Show that the set $H=\{f \in S_4 \mid f(4)=4\} \subset S_4$ is isomorphic with $S_3$.
I think I need to construct a homomorphism $\varphi:S_4 \to S_3$ such that $S_4/\ker \varphi = H$? The problem I'm facing is that I don't quite understand what the condition on $H$ is.
I think that $H$ is the set of permutations in $S_4$ with $4$ being fixed? The notation here is somewhat odd. Usually I've denoted the elements of $S_4$ as either in the "matrix" notation or in cycle.

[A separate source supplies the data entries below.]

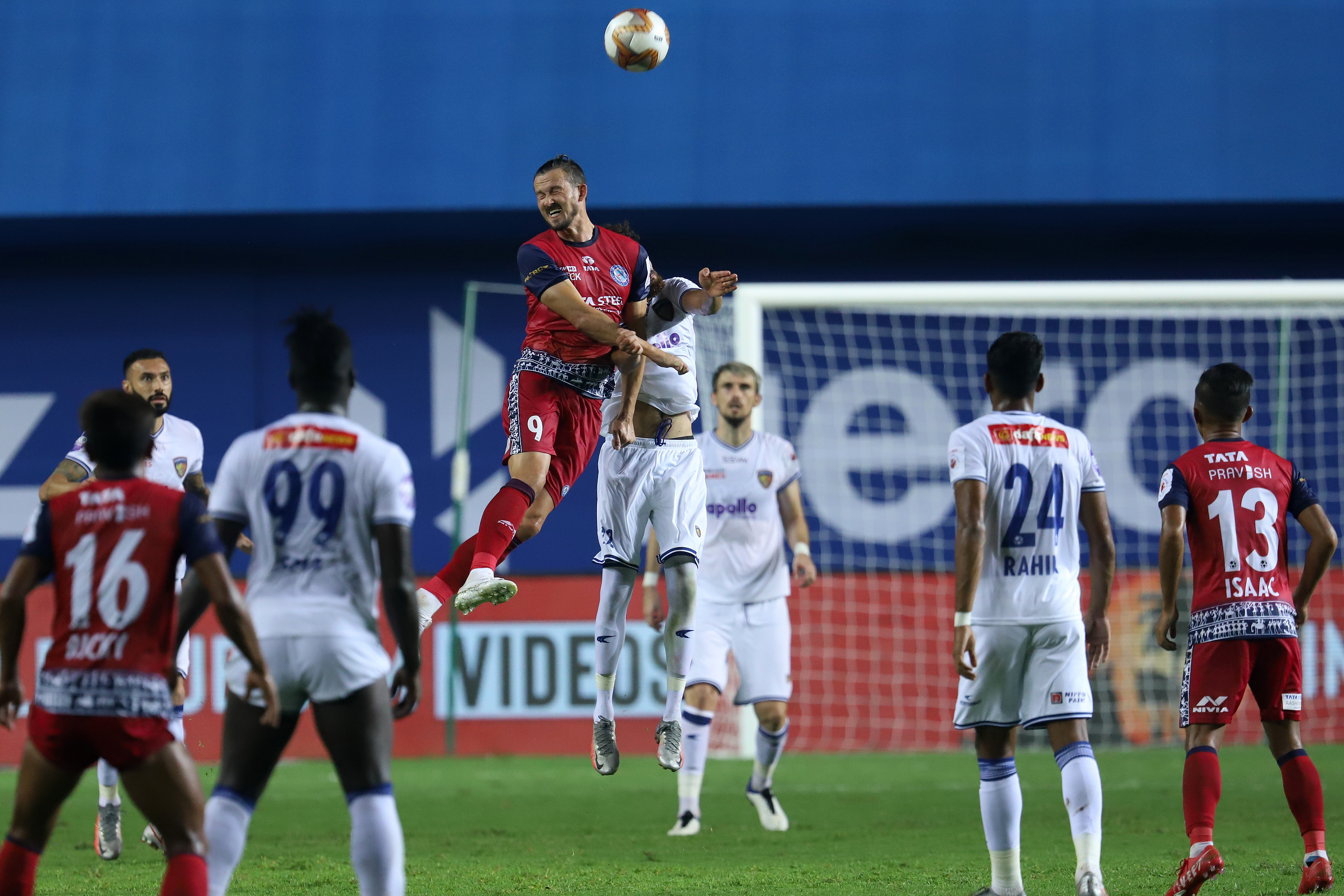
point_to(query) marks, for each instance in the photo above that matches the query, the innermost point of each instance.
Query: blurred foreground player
(1234, 497)
(753, 504)
(658, 479)
(320, 492)
(583, 282)
(103, 691)
(1023, 651)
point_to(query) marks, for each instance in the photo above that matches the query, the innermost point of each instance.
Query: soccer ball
(638, 39)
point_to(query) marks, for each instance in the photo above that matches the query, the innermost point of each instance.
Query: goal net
(869, 381)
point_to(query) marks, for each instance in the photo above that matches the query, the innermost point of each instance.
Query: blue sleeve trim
(537, 269)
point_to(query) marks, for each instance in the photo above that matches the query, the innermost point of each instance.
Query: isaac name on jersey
(744, 559)
(314, 487)
(609, 272)
(1236, 495)
(674, 331)
(1035, 471)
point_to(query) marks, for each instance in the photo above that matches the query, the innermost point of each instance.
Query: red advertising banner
(871, 668)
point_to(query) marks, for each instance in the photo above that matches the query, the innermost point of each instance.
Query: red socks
(186, 876)
(1202, 785)
(1303, 788)
(18, 870)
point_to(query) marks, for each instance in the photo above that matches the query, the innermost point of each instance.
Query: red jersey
(114, 547)
(1237, 497)
(609, 272)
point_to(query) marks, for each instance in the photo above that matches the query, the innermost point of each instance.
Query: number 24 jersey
(314, 487)
(1237, 499)
(1035, 471)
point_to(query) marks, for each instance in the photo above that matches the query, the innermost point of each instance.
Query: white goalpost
(869, 381)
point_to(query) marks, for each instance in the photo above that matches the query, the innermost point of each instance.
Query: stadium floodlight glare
(869, 381)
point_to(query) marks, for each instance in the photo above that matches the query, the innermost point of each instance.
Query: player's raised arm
(1101, 567)
(969, 549)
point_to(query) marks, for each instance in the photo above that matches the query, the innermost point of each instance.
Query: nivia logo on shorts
(1211, 704)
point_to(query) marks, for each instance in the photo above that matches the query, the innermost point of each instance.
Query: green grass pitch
(862, 824)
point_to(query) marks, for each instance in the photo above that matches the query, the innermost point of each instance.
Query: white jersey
(663, 388)
(744, 559)
(312, 487)
(1034, 469)
(179, 452)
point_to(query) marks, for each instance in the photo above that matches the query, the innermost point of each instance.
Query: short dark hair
(572, 170)
(320, 354)
(623, 229)
(1225, 391)
(140, 355)
(1015, 363)
(119, 428)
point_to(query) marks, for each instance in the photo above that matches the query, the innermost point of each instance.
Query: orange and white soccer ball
(638, 39)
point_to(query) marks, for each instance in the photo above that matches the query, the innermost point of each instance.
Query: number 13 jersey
(1237, 499)
(314, 487)
(1035, 471)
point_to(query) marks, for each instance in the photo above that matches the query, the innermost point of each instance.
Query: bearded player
(1023, 651)
(659, 479)
(583, 282)
(103, 692)
(755, 504)
(177, 463)
(1234, 499)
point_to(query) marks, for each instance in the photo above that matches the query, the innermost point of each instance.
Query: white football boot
(768, 808)
(482, 586)
(686, 825)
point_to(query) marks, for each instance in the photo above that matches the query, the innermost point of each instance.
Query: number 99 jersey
(1237, 496)
(312, 487)
(1035, 471)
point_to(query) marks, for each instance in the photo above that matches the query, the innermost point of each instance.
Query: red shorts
(77, 742)
(546, 416)
(1217, 674)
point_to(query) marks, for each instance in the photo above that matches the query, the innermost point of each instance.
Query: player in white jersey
(656, 479)
(753, 504)
(177, 463)
(319, 492)
(1023, 649)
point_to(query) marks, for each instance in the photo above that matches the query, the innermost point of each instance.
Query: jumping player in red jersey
(583, 282)
(1236, 497)
(104, 690)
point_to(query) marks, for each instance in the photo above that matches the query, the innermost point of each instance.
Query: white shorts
(1027, 675)
(759, 634)
(318, 668)
(647, 483)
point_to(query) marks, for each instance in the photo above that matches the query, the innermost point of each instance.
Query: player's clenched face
(734, 397)
(151, 381)
(558, 201)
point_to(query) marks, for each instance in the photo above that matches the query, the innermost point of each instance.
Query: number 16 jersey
(314, 487)
(1035, 471)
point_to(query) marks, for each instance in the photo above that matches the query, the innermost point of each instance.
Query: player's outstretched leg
(107, 827)
(617, 589)
(679, 573)
(1081, 781)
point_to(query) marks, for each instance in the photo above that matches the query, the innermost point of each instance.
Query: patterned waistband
(592, 381)
(1244, 620)
(103, 692)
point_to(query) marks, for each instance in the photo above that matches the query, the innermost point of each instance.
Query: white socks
(108, 780)
(695, 749)
(228, 816)
(377, 846)
(1081, 782)
(678, 633)
(613, 601)
(1000, 811)
(769, 747)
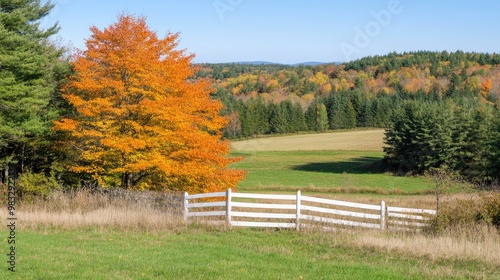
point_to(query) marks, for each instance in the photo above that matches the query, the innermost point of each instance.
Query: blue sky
(295, 30)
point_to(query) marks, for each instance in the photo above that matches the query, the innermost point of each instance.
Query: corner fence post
(228, 206)
(382, 215)
(297, 223)
(186, 210)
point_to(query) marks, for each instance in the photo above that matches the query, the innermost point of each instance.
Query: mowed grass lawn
(217, 254)
(354, 165)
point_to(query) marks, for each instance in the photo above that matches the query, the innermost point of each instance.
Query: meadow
(331, 163)
(95, 236)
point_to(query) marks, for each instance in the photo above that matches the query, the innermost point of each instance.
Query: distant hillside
(276, 98)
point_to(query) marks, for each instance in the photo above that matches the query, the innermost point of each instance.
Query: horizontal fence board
(405, 216)
(339, 212)
(340, 203)
(263, 224)
(411, 210)
(339, 222)
(206, 204)
(263, 215)
(265, 196)
(205, 195)
(263, 205)
(396, 218)
(207, 214)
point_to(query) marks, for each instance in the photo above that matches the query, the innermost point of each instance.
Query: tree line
(459, 135)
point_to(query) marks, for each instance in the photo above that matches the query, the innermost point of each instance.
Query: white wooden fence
(297, 211)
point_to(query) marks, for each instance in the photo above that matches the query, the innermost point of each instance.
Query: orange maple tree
(140, 120)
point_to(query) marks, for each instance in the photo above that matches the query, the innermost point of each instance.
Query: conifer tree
(29, 66)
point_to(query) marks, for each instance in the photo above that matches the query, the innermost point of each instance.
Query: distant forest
(267, 99)
(439, 109)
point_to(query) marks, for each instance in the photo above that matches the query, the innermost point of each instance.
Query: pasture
(92, 237)
(333, 163)
(204, 253)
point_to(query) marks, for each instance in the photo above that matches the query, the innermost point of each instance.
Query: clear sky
(292, 31)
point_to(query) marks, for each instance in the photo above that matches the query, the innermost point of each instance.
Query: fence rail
(297, 211)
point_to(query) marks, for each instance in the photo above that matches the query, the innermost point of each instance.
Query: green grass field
(218, 254)
(129, 241)
(352, 166)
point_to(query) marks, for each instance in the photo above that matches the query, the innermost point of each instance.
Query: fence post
(382, 215)
(186, 210)
(297, 223)
(228, 206)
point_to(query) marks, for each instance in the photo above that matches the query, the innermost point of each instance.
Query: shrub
(490, 210)
(455, 214)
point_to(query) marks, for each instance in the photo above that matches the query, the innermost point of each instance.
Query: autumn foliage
(140, 121)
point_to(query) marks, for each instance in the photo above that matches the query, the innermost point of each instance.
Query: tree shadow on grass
(362, 165)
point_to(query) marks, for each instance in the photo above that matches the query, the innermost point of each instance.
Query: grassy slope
(237, 254)
(356, 140)
(329, 162)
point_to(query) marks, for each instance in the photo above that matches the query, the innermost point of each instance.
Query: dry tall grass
(146, 212)
(479, 243)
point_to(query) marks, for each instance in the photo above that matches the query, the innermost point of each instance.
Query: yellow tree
(140, 120)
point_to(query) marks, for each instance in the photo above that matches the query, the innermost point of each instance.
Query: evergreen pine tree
(28, 80)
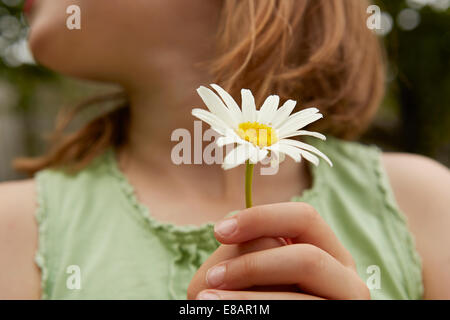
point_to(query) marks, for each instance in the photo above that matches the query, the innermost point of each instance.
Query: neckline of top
(145, 214)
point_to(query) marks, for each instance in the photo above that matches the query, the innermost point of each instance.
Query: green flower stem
(248, 183)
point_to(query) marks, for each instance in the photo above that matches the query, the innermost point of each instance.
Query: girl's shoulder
(422, 190)
(18, 240)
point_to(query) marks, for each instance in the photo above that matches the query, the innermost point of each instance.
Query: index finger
(295, 220)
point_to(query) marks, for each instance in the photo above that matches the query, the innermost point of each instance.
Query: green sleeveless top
(96, 241)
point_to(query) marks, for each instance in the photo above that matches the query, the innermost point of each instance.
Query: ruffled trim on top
(41, 253)
(203, 235)
(413, 267)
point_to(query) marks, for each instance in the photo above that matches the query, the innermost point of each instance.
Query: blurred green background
(414, 117)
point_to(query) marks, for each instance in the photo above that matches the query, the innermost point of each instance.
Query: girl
(117, 219)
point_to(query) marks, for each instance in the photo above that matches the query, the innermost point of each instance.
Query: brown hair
(318, 52)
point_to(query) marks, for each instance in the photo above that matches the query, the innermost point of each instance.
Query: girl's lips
(28, 5)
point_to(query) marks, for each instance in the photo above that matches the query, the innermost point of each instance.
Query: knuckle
(362, 291)
(249, 266)
(309, 213)
(310, 258)
(191, 292)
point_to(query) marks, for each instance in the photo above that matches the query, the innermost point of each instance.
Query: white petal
(283, 113)
(291, 151)
(268, 109)
(216, 106)
(216, 124)
(248, 106)
(302, 114)
(304, 133)
(229, 139)
(310, 157)
(236, 157)
(230, 102)
(297, 123)
(307, 147)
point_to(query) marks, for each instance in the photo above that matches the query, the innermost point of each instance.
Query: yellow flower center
(258, 134)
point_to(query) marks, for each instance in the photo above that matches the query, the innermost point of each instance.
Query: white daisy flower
(258, 133)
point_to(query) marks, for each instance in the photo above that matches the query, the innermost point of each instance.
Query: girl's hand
(316, 264)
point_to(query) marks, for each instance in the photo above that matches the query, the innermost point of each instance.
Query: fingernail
(207, 296)
(226, 228)
(215, 276)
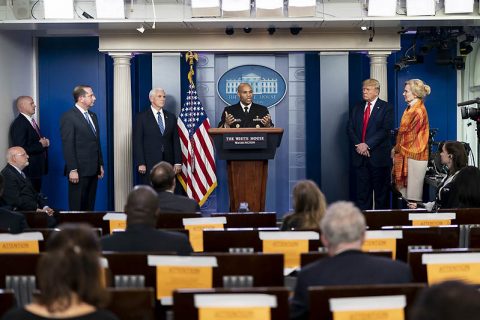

$f\in H$ implies $f(4) =4$ .
Hence number of permutations / functions that fixes $4$ are exactly $3! =6$
$H$ is non abelian group of order $6$ and there exactly two groups of order $6$ upto isomorphism $S_3$ and $\Bbb{Z_6}$.
Hence $H\cong S_3$.
Here the identification or isomorphism map from $H$ to $S_3$ is obtained by ignoring $4$ completely fix else as it is.
$\begin{pmatrix} 1&2&3&4\\2&3&1&4\end{pmatrix}\to \begin{pmatrix} 1&2&3\\2&3&1\end{pmatrix}$
Try to construct such map.